HP: A Lesson in How to Sell
September 16, 2015
I am not much of a sales person. Hey, I don’t sell because no one in Harrod’s Creek is in the market for an old, fat, half deaf, and poorly sighted Washington, DC escapee.
I did learn something when I read “HP Announces 25K-30K Layoffs as Part of Split.” Hewlett Packard, the creator of the HP way, is going to split itself into two companies. I just heard that this mitosis will reignite innovation at HP. (Doesn’t HP sell printer ink and fund lawsuits targeting those who were silly enough to sell HP a company?) News travels slowly in rural Kentucky.
The misguided approach to sales I had prior to learning about the HP way was to perform the following steps. Let me use the example of my selling a motor scooter. I did:
- Clean the scooter
- Service the scooter
- Fill the scooter with fuel
- Get the manuals together in one envelope.

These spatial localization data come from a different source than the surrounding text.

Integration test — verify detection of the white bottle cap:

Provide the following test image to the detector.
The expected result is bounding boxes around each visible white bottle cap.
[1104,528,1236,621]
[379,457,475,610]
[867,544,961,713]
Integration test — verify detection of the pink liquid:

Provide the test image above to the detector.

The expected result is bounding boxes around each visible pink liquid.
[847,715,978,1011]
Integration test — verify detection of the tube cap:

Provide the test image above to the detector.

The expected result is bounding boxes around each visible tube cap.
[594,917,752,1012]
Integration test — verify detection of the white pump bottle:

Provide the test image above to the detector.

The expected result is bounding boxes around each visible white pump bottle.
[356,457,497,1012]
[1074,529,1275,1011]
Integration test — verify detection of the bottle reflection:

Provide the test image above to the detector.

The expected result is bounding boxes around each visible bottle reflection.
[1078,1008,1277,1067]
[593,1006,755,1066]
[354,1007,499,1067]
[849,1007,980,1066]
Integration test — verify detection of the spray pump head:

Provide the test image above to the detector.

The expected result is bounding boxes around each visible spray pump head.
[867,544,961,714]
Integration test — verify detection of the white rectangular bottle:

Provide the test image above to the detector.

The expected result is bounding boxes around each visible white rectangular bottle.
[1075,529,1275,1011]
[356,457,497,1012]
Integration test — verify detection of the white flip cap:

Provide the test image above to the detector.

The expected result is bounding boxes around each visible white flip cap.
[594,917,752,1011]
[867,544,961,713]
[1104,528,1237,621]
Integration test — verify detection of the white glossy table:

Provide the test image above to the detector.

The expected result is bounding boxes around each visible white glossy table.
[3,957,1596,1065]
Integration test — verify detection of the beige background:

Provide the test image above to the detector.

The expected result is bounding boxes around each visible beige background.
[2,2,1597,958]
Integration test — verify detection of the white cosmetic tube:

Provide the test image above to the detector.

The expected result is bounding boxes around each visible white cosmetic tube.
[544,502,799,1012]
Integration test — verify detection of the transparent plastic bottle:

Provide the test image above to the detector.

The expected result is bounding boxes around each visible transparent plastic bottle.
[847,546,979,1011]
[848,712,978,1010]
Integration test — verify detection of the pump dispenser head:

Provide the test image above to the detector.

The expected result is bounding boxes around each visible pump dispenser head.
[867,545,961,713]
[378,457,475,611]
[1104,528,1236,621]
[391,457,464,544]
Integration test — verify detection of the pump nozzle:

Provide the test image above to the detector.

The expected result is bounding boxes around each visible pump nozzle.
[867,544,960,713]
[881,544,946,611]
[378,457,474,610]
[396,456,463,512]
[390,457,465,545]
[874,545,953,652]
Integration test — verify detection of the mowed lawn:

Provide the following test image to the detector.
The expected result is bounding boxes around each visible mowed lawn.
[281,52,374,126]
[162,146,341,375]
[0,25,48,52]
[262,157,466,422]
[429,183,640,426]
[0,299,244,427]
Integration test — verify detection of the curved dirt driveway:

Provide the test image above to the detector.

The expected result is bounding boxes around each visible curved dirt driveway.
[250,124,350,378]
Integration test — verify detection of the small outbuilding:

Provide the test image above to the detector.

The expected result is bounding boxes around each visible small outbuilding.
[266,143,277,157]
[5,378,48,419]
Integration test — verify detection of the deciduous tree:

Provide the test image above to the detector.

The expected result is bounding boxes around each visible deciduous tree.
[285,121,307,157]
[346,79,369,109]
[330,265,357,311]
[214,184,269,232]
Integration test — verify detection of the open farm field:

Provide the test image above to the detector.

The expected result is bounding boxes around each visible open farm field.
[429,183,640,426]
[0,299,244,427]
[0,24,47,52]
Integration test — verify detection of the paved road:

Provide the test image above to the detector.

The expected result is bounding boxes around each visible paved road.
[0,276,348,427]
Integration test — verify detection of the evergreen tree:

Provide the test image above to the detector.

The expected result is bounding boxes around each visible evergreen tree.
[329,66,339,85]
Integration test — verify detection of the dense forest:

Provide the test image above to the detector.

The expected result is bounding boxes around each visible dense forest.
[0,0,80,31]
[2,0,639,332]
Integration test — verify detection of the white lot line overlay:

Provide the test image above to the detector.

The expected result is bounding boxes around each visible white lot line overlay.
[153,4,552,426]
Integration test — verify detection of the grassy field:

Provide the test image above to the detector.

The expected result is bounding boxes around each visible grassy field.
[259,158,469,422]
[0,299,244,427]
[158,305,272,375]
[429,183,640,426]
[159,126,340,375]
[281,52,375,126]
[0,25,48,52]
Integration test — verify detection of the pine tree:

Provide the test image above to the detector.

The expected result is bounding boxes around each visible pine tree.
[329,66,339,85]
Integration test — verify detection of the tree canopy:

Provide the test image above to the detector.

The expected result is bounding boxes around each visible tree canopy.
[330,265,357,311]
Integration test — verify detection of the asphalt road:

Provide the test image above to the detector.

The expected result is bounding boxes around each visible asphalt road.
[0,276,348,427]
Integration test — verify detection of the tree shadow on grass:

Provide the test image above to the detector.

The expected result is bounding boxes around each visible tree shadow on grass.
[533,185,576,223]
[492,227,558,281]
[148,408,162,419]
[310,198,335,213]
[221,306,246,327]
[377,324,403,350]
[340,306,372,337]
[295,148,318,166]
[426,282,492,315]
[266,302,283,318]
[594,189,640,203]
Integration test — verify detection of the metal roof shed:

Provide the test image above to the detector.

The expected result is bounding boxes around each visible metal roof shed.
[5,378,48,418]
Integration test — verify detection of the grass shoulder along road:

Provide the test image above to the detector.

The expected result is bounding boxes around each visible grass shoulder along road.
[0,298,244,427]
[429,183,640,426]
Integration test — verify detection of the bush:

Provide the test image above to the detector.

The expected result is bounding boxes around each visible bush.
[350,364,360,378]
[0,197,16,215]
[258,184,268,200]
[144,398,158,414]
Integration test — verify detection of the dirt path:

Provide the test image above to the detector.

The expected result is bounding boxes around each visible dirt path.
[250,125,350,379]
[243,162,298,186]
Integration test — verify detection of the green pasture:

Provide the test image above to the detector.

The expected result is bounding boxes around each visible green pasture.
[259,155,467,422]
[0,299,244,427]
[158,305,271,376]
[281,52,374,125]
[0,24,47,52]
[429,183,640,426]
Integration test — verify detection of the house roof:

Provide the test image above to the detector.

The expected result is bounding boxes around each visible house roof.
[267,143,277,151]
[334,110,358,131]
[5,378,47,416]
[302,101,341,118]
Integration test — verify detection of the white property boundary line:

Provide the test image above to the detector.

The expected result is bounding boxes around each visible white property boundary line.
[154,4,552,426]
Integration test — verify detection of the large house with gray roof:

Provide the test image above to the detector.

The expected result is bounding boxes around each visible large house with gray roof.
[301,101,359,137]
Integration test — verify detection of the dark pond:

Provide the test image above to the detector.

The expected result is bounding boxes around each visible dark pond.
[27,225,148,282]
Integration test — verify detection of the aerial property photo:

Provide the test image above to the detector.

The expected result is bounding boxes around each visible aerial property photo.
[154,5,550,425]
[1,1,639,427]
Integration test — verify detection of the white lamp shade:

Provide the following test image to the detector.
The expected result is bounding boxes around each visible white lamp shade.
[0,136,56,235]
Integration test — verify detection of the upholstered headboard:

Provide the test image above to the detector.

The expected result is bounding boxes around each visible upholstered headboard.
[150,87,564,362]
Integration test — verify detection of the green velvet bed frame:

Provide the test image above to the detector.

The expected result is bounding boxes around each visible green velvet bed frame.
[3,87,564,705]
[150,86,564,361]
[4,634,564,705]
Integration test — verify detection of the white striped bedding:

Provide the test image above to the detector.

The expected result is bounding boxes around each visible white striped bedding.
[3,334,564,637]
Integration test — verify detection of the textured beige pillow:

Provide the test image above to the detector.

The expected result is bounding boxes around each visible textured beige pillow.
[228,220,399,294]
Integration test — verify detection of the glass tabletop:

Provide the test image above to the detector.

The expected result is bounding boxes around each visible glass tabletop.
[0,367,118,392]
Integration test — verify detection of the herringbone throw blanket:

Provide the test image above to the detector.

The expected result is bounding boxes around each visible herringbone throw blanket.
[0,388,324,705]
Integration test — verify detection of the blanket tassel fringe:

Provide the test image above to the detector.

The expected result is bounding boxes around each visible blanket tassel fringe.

The idea was that I wanted the potential buyer to get a ready-to-roll motor scooter.
Now here’s what I learned about the HP way of sales:
- Figure out what parts of a giant company with quarter upon quarter of declining revenue make a Pile A and Pile B
- Assure the lawyers that the litigation against Autonomy will continue
- Terminate lots of people (the equivalent of my taking the rear wheel off my scooter which is for sale
- Appearing on a TV talk show on CNBC saying, “The sale will ignite innovation.”
I plan to try to HP way of sales the next time I sell a vehicle. I am darned confident that potential buyers will be impressed with an unusable vehicle.
I will let you, gentle reader, know how my emulation of the Hewlett Packard approach to sales works out.
In the meantime, why not try the HP method of sales yourself? A sure winner.